Code to reproduce the plot:

import numpy as np
import perfplot
from scipy.linalg import solve_triangular


np.random.seed(0)

def setup(n):
    # k = 3
    k = n
    A = np.random.rand(n, k)
    b = np.random.rand(n)
    e = np.ones(k)
    return A, b, e


def user(Abe):
    A, b, _ = Abe
    V = (A.T - b).T
    V[:, 1:] = (V[:, 1:].T - V[:, 0]).T
    VTV = V.T @ V
    return VTV[0, 0] - VTV[0, 1:].T @ np.linalg.solve(VTV[1:, 1:], VTV[0, 1:])


def nschloe(Abe):
    A, b, e = Abe
    V = (A.T - b).T
    out = 1 / np.sum(np.linalg.solve(V.T @ V, e))
    return out


def nschloe_qr(Abe):
    A, b, e = Abe
    V = (A.T - b).T
    _, r = np.linalg.qr(V)
    w = solve_triangular(r.T, e, lower=True, check_finite=False)
    w = solve_triangular(r, w, check_finite=False)
    out = 1.0 / np.sum(w)
    return out


def least_squares(Abe):
    A, b, _ = Abe
    b -= A[:, 0]
    A = (A[:, 1:].T - A[:, 0]).T
    _, out, _, _ = np.linalg.lstsq(A, b, rcond=None)
    return out[0]


perfplot.show(
    # "out.png",
    setup=setup,
    kernels=[user, nschloe, nschloe_qr, least_squares],
    n_range=[2 ** k for k in range(2, 12)],
    xlabel="num points/dim"
)

Answer 2

As suggested in a comment we may assume that the point $\tilde{x}$ is the origin of coordinates, the coordinates of the other $k+1$ points being $x_0,x_1,\dots x_{k}$. I will assume that the given $k+1$ points span the subspace of dimension $k$ (otherwise the excessive points are removed until the points are linearly independent).

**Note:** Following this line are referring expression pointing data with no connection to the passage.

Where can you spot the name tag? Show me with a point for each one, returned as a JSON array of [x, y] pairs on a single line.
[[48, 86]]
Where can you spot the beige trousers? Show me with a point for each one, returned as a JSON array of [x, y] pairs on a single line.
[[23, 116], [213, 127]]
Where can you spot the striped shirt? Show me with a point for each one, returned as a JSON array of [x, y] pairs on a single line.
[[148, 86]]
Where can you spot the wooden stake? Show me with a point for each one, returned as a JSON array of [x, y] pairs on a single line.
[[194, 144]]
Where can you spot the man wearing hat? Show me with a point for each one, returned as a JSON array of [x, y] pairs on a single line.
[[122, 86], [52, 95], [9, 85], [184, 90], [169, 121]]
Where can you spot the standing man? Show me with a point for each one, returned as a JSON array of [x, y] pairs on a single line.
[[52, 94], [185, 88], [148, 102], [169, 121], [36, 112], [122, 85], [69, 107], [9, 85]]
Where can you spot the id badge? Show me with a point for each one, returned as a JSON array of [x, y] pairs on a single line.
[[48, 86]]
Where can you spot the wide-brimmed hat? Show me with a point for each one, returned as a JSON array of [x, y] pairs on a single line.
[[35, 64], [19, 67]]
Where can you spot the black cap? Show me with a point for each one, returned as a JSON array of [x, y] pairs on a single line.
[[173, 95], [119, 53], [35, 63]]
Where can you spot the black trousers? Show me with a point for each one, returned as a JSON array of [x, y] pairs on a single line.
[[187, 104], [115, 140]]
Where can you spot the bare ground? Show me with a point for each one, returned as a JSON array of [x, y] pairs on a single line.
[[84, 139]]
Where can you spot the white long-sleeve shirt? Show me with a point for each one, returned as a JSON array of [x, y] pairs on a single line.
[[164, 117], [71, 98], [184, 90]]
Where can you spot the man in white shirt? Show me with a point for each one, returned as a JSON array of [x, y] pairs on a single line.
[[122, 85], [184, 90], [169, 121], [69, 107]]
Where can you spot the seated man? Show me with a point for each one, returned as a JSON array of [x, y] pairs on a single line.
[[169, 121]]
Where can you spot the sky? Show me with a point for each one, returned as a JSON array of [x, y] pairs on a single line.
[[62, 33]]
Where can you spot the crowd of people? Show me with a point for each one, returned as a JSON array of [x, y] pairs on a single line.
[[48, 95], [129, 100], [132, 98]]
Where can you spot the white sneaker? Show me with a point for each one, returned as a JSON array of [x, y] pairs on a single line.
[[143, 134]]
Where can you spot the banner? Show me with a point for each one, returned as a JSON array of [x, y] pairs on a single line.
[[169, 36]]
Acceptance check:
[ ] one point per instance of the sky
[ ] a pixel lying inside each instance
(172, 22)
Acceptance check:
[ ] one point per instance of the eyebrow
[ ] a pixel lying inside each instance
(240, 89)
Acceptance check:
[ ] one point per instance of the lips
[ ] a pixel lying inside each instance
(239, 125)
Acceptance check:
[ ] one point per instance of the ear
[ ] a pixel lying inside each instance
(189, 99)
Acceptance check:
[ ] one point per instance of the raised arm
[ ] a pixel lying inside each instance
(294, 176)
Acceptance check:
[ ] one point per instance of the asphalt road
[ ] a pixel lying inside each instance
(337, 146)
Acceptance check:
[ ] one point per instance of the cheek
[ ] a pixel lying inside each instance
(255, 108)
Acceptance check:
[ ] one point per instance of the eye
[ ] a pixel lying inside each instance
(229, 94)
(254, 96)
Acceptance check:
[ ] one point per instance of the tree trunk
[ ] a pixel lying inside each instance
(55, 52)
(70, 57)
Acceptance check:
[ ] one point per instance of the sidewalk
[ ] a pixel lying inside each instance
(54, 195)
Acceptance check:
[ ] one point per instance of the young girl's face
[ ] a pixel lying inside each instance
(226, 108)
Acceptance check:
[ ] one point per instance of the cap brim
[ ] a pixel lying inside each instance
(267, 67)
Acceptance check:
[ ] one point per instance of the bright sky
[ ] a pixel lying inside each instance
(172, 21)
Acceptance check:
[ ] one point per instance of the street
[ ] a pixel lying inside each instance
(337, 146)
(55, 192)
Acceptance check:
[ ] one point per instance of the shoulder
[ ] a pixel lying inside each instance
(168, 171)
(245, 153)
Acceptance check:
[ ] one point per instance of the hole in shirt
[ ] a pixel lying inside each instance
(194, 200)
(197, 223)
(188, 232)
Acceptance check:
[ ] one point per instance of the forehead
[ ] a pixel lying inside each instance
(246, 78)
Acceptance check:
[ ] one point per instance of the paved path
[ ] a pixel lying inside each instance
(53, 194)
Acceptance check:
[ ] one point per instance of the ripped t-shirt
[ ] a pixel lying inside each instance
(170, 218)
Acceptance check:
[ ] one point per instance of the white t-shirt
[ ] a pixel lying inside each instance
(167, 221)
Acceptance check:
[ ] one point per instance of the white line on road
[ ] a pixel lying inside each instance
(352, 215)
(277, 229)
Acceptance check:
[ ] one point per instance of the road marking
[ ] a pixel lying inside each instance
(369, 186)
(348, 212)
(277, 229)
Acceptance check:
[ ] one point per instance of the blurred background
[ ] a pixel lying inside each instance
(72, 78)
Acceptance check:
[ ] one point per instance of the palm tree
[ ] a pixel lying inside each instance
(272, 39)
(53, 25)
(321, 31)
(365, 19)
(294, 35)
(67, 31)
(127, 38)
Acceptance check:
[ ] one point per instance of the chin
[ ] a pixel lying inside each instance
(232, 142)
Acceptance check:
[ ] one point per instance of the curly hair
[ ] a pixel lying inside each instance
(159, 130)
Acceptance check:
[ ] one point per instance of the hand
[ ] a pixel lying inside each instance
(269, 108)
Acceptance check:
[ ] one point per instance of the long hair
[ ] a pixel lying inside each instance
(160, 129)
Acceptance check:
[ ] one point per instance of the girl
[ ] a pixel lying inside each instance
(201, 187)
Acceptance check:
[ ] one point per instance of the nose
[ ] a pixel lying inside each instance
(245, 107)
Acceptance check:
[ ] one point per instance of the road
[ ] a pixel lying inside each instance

Introducing the vectors $$ v_0=x_0,\quad\forall i=1\dots k:\ v_i=x_i-x_0, $$ an arbitrary point of the subspace defined by $x_i$ can be written as: $$ r=v_0+a_1v_1+\cdots+a_k v_k $$ where $a_i$ are arbitrary real numbers.

We are seeking the vector $a=(a_1,\dots,a_k)$ which minimizes: $$ r^2=(v_0+a_1v_1+\cdots+a_k v_k)^2=a^T Ua+2a^T V+v_0^2,\tag1 $$ where $U$ is symmetric positive definite matrix with elements $U_{ij}=v_i\cdot v_j$ and $V$ is the vector with elements $V_i=v_0\cdot v_i$. As well known the form (1) is minimized by the vector $$ a=-U^{-1}V. $$ Substituting the value into expression (1) one obtains the squared distance to the subspace: $$ r^2=v_0^2-V^TU^{-1}V.\tag2 $$

Answer 3

Move all points such that the plane of the $x_i$ passes through the origin, e.g., $\tilde{x}_i = x_i - x_0$. Every point $y$ in the new plane can be written as $$ y = \sum_i \alpha_i \tilde{x}_i $$ with any $\alpha_i$. This leaves us with the least-squares problem $$ \|b - A\alpha\|^2 \to \min_\alpha $$ where $A$ is the column-matrix of the $\tilde{x}_i$. This can be solved in multiple ways (SVD, QR, normal equation etc.). One possibility is to create an orthogonal basis in the space, e.g., by (modified) Gram-Schmidt, and project $b - x_0$ onto it.